Le livre débute au sein d’une famille finlandaise atypique, en 1895. Maria est une sage-femme respectée, elle sauve des vies dans les villages les plus reculés. Son mode de vie est cependant sévèrement critiqué. "Dieu enjoignait à la race des hommes de se multiplier et aux femmes de se taire." Or cette mère célibataire élève sa petite Lahja toute seule. Une vingtaine d’années plus tard, celle-ci tombe enceinte à son tour. Le géniteur a fui, mais, un autre homme, Onni, accueille tout le monde dans son nid. La guerre s’invite sur leurs terres. Tout ce qu’ils avaient construit doit être abandonné, mais ils s’efforcent d’avancer malgré les blessures et les déceptions. Onni bâtit une immense demeure, mais pourquoi Lahja a-t-elle le cœur sec ? Les années passent, la famille s’agrandit. Devenue veuve, Lahja s’installe avec son fils et sa belle-fille, Kaarina. La cohabitation entre les deux femmes est pénible. Comment former un foyer ?
Chaque chapitre fait un bond dans le temps, en s’imprégnant des lieux habités ou imaginés, comme "Le sentier perdu" ou "La rue de l’allégresse". Le tout est accompagné de leçons de vie. Comment l’apprivoiser ? Tommi Kinnunen n’apporte évidemment pas de réponse. En faisant évoluer ses protagonistes au fil des époques, il laisse en revanche entrevoir des bribes de l’Histoire, des dégâts de la guerre à l’apparition de l’électroménager.

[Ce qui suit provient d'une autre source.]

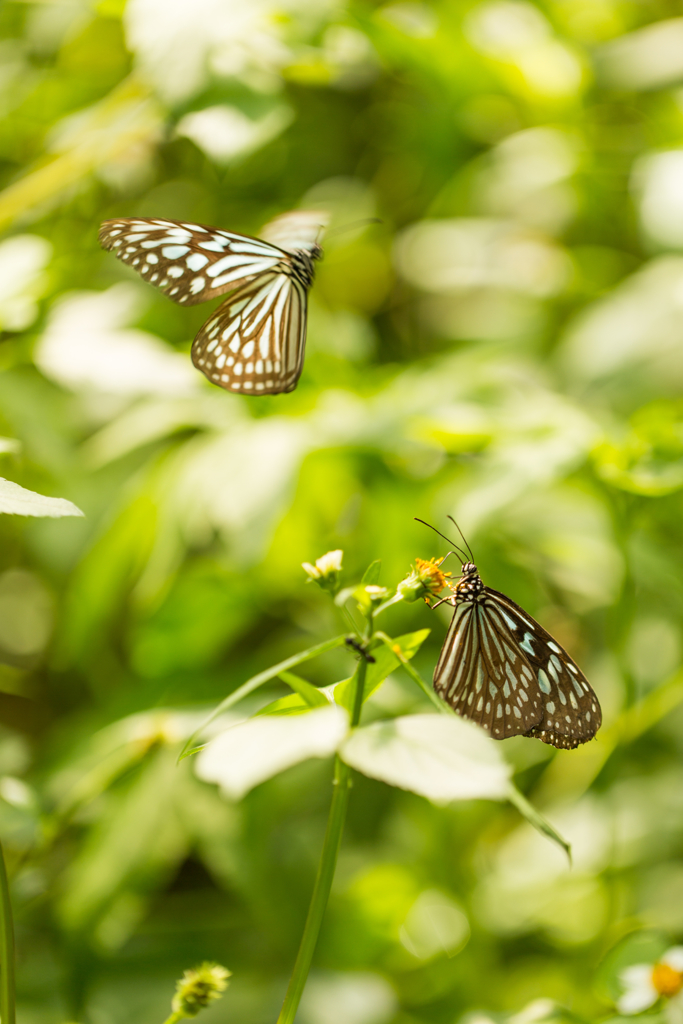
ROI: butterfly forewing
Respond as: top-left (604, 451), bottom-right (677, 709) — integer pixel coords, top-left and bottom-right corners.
top-left (99, 218), bottom-right (290, 306)
top-left (434, 566), bottom-right (602, 749)
top-left (485, 587), bottom-right (602, 748)
top-left (99, 210), bottom-right (328, 394)
top-left (434, 599), bottom-right (541, 739)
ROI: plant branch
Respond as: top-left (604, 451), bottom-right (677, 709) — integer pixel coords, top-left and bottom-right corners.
top-left (0, 846), bottom-right (15, 1024)
top-left (274, 658), bottom-right (368, 1024)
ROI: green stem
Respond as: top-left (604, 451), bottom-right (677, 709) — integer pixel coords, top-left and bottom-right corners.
top-left (178, 636), bottom-right (346, 761)
top-left (0, 845), bottom-right (15, 1024)
top-left (274, 658), bottom-right (368, 1024)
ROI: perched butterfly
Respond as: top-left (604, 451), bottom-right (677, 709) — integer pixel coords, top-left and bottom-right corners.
top-left (418, 519), bottom-right (602, 750)
top-left (99, 210), bottom-right (328, 394)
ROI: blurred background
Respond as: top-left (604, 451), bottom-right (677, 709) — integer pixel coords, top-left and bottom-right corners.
top-left (0, 0), bottom-right (683, 1024)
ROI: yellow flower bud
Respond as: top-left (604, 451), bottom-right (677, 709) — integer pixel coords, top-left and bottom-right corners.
top-left (398, 558), bottom-right (452, 604)
top-left (171, 964), bottom-right (230, 1017)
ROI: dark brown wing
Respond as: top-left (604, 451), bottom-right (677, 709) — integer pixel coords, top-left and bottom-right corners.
top-left (484, 587), bottom-right (602, 749)
top-left (193, 273), bottom-right (306, 394)
top-left (99, 217), bottom-right (291, 306)
top-left (434, 600), bottom-right (543, 739)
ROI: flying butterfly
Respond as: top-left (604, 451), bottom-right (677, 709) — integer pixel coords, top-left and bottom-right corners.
top-left (418, 516), bottom-right (602, 750)
top-left (99, 210), bottom-right (329, 394)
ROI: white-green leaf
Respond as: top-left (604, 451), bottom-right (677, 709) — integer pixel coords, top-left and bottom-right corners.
top-left (197, 705), bottom-right (348, 800)
top-left (340, 715), bottom-right (510, 804)
top-left (0, 476), bottom-right (84, 518)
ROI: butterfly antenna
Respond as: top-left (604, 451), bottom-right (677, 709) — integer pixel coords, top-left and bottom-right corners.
top-left (449, 515), bottom-right (474, 562)
top-left (326, 217), bottom-right (383, 239)
top-left (413, 516), bottom-right (467, 564)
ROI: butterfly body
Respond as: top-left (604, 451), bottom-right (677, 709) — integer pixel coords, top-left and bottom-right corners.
top-left (99, 211), bottom-right (327, 394)
top-left (434, 562), bottom-right (602, 750)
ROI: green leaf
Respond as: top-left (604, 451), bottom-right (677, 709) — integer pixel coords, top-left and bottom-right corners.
top-left (360, 558), bottom-right (382, 587)
top-left (335, 630), bottom-right (429, 712)
top-left (508, 782), bottom-right (571, 863)
top-left (280, 672), bottom-right (330, 708)
top-left (178, 635), bottom-right (346, 761)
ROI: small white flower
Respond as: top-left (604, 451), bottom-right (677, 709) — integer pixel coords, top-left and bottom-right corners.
top-left (616, 964), bottom-right (659, 1015)
top-left (616, 946), bottom-right (683, 1015)
top-left (301, 549), bottom-right (344, 593)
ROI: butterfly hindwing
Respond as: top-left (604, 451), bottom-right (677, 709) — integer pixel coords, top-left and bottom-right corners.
top-left (99, 217), bottom-right (291, 306)
top-left (193, 273), bottom-right (306, 394)
top-left (485, 587), bottom-right (602, 749)
top-left (434, 599), bottom-right (542, 739)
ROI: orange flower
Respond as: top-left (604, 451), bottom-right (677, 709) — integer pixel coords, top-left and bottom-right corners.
top-left (398, 558), bottom-right (452, 604)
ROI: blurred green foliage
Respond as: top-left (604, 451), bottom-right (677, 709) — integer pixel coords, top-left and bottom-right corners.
top-left (0, 0), bottom-right (683, 1024)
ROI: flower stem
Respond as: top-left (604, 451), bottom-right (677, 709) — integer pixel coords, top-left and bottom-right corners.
top-left (0, 845), bottom-right (15, 1024)
top-left (274, 658), bottom-right (368, 1024)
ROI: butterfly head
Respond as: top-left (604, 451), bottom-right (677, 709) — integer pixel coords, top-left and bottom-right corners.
top-left (455, 562), bottom-right (483, 601)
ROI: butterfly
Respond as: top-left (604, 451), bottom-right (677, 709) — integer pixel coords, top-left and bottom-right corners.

L’ambiance à la Ibsen montre qu’un calme apparent peut masquer l’aigreur, la frustration, la douleur et l’espoir. Quatre héros prennent la parole. Le dernier étant Onni qui a tu ses secrets toute sa vie. "Il s’était marié comme il se doit, avait eu deux enfants. Fait la guerre comme tout le monde. Qu’avait-il fait de mal ? Ce n’est pas de cette vie qu’il voulait." Brusquement, tout le roman trouve un autre éclairage. K. E.